Re: extracting code values from PDF?

From: Eric Muller (emuller@adobe.com)
Date: Fri Oct 27 2006 - 00:59:02 CST

Next message: Otto Stolz: "Re: extracting code values from PDF?"

Previous message: Balasankar: "keys in CLDR"
In reply to: Rick Cameron: "RE: extracting code values from PDF?"
Messages sorted by: [ date ] [ thread ] [ subject ] [ author ] [ attachment ]
Mail actions: [ respond to this message ] [ mail a new topic ]
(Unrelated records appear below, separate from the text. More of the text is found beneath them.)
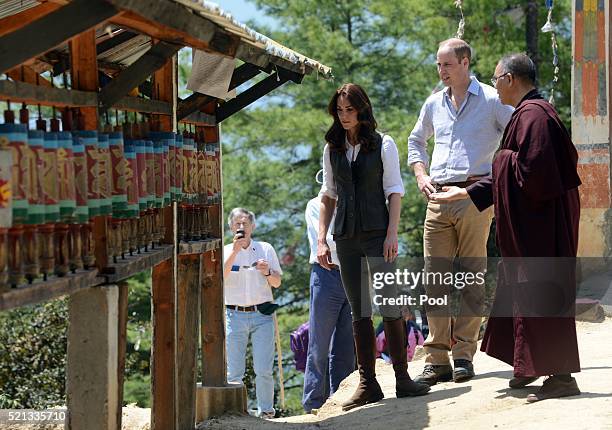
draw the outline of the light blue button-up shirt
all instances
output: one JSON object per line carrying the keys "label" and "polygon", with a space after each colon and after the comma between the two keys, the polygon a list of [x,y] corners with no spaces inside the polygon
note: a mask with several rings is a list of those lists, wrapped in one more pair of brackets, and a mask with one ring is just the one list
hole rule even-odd
{"label": "light blue button-up shirt", "polygon": [[[493,155],[514,108],[502,104],[493,87],[474,77],[471,80],[458,110],[448,87],[429,96],[408,138],[408,165],[425,164],[432,182],[463,182],[491,172]],[[427,139],[431,136],[430,167]]]}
For the page content, a PDF document primarily records glyphs and their
positions. It can also optionally record the corresponding characters,
using some combination of a mapping from glyphs to characters and local
overrides. You can look at
<http://www.udhrinunicode.org/assemblies/first_article_subset.pdf> to
see how that can be done for a variety of writing systems. (I am aware
that a copy-paste from that document using Acrobat results in additional
SPACE characters; this seems to be a problem with Acrobat.)

What a PDF consumer does with that is another story. Acrobat uses the
character data when present, but also attempts, with more or less
success, to squeeze it from whatever is available in the PDF. This is
currently working relatively well for Latin text, but relatively little
work has been done for other writing systems.

Eric.

Next message: Otto Stolz: "Re: extracting code values from PDF?"
Previous message: Balasankar: "keys in CLDR"
In reply to: Rick Cameron: "RE: extracting code values from PDF?"
Messages sorted by: [ date ] [ thread ] [ subject ] [ author ] [ attachment ]
Mail actions: [ respond to this message ] [ mail a new topic ]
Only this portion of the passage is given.